On the other hand, In order to recognize that the contract is invalid due to excessive use, the decency between action and counteraction must occur as a result of the fact that one of the parties knowingly exploits and exploits a special situation existing in the person of the other. 28 Of the Turkish Code of Obligations No. 6098, which entered into force on 01/07/2012, regulations were also made in our law to protect people who were dragged into contracts and transferring their goods at a very low price due to their narrow and difficult situation, so as not to oppress the weak to the strong, in order not to be oppressed by the weak. Article (21 of the Code of Obligations No. 818. the substance with just the “disproportion between the mutual actions in a contract, this disproportion of the victim from being, or thoughtlessness, or by the application of inexperience is being performed, if damaged, according to the nature of the situation or the other side that is not connected with the contract or the act of adhering to the convention of the act to be returned to bildirierere between oransizlig may require you to be offset.” the decision has been made.
In this case, the fact that we can talk about gabin (excessive use) depends on the realization of even two subjective elements in the form of excessive decency between actions that are objective elements, as well as the presence of narrowness, inexperience, thoughtlessness (lightness ) on one side, and the other side has the intention to exploit and exploit. By informing the one who has been harmed (exploited) that he is not bound by the contract within the one-year period from the date of the contract, he gives the right to file a cancellation lawsuit, prove his claim with all kinds of evidence and ask for a refund.
Immediately it should be noted that, lesion (excessive use), in the case of the first acts between extreme disproportion should be emphasized, objective personality mutazarrir if the element to be proven, age, health status, in the society, the psychological structure of the material and spiritual aspects such as economic power, namely, the depth of the subjective element should be examined and probed.
As for the concrete case, the court decided to dismiss the case on the grounds that the acquisition of property is possible by official deed and registration, and the claim must be proved by absolute written evidence.

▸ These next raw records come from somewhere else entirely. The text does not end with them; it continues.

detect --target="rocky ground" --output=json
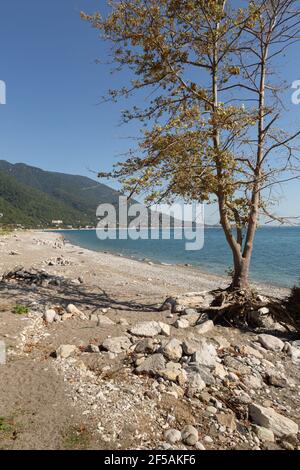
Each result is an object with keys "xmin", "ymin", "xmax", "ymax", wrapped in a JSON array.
[{"xmin": 0, "ymin": 233, "xmax": 300, "ymax": 450}]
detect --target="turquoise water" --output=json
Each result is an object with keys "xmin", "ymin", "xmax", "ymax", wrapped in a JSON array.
[{"xmin": 56, "ymin": 227, "xmax": 300, "ymax": 287}]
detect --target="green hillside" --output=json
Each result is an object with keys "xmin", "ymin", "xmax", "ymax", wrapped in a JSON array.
[{"xmin": 0, "ymin": 160, "xmax": 123, "ymax": 227}]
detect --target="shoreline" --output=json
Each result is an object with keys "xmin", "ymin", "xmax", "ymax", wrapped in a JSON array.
[{"xmin": 50, "ymin": 229, "xmax": 291, "ymax": 297}]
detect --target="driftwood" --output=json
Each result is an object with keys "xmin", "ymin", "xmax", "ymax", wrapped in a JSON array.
[{"xmin": 1, "ymin": 267, "xmax": 64, "ymax": 286}]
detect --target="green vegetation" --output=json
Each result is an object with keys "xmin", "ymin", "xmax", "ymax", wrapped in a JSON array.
[
  {"xmin": 12, "ymin": 304, "xmax": 29, "ymax": 315},
  {"xmin": 0, "ymin": 160, "xmax": 123, "ymax": 228}
]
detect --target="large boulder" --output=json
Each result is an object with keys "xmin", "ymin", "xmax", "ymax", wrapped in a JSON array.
[{"xmin": 249, "ymin": 403, "xmax": 298, "ymax": 437}]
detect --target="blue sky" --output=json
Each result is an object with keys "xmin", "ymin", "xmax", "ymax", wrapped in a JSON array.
[{"xmin": 0, "ymin": 0, "xmax": 300, "ymax": 221}]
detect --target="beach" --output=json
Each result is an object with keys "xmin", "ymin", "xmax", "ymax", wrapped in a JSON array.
[{"xmin": 0, "ymin": 231, "xmax": 300, "ymax": 450}]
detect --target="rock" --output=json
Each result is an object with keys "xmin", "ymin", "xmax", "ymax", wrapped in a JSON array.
[
  {"xmin": 97, "ymin": 315, "xmax": 115, "ymax": 327},
  {"xmin": 181, "ymin": 313, "xmax": 199, "ymax": 326},
  {"xmin": 258, "ymin": 334, "xmax": 284, "ymax": 352},
  {"xmin": 174, "ymin": 318, "xmax": 190, "ymax": 328},
  {"xmin": 158, "ymin": 321, "xmax": 171, "ymax": 336},
  {"xmin": 101, "ymin": 336, "xmax": 131, "ymax": 354},
  {"xmin": 186, "ymin": 362, "xmax": 215, "ymax": 385},
  {"xmin": 192, "ymin": 338, "xmax": 218, "ymax": 368},
  {"xmin": 61, "ymin": 313, "xmax": 73, "ymax": 321},
  {"xmin": 216, "ymin": 412, "xmax": 236, "ymax": 432},
  {"xmin": 195, "ymin": 320, "xmax": 214, "ymax": 335},
  {"xmin": 249, "ymin": 403, "xmax": 298, "ymax": 437},
  {"xmin": 56, "ymin": 344, "xmax": 77, "ymax": 359},
  {"xmin": 130, "ymin": 321, "xmax": 161, "ymax": 338},
  {"xmin": 182, "ymin": 339, "xmax": 199, "ymax": 356},
  {"xmin": 135, "ymin": 353, "xmax": 166, "ymax": 375},
  {"xmin": 253, "ymin": 426, "xmax": 275, "ymax": 442},
  {"xmin": 248, "ymin": 307, "xmax": 275, "ymax": 329},
  {"xmin": 43, "ymin": 309, "xmax": 56, "ymax": 323},
  {"xmin": 214, "ymin": 363, "xmax": 227, "ymax": 380},
  {"xmin": 89, "ymin": 313, "xmax": 98, "ymax": 322},
  {"xmin": 285, "ymin": 343, "xmax": 300, "ymax": 365},
  {"xmin": 0, "ymin": 341, "xmax": 6, "ymax": 365},
  {"xmin": 241, "ymin": 346, "xmax": 264, "ymax": 359},
  {"xmin": 181, "ymin": 425, "xmax": 198, "ymax": 446},
  {"xmin": 158, "ymin": 362, "xmax": 187, "ymax": 385},
  {"xmin": 242, "ymin": 375, "xmax": 263, "ymax": 390},
  {"xmin": 195, "ymin": 442, "xmax": 206, "ymax": 450},
  {"xmin": 66, "ymin": 304, "xmax": 86, "ymax": 320},
  {"xmin": 266, "ymin": 372, "xmax": 288, "ymax": 388},
  {"xmin": 162, "ymin": 338, "xmax": 182, "ymax": 361},
  {"xmin": 165, "ymin": 429, "xmax": 181, "ymax": 444},
  {"xmin": 86, "ymin": 344, "xmax": 100, "ymax": 353},
  {"xmin": 186, "ymin": 372, "xmax": 206, "ymax": 398},
  {"xmin": 134, "ymin": 338, "xmax": 158, "ymax": 354}
]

However, it is clear that claims of willpower disorder and overuse in legal proceedings against the principles and facts described above and the regulation in Article 203 / ç of HMK No. 6100 (article 293/5 of HMK No. 1086 ) are possible to be proved by a witness and with all kinds of evidence, even if there is no written document.
However, the court did not conduct a study covering the principles and facts described above, and considering it to be erroneous, the plaintiff’s witnesses were not listened to, and the request to have a witness listened to was rejected.
And that being the case; the parties that are described in accordance with the principles and claims of the necessary research done with the evidence and the witnesses in the direction of descriptive, concrete information hearty receiving, through the conveyance of immovable subject to cancellation at the date of determination of the value kesfen expert witnesses, in case the fraud claim can not be proven, the lesion (excessive use) the claim of the judgment result will be achieved in terms of evaluation should be established according to an incomplete investigation that was going to result in a written while it is not true.
CONCLUSION : The plaintiff’s appeals against this direction are in place. For the reasons explained by the adoption of the provision (provisional Article 3 of the Law No. 6100.by sending the article) HUMK No. 1086.428 of.it was unanimously decided on 01.10.2012 that the advance payment received should be refunded to the appellant and that it should be violated in accordance with the article.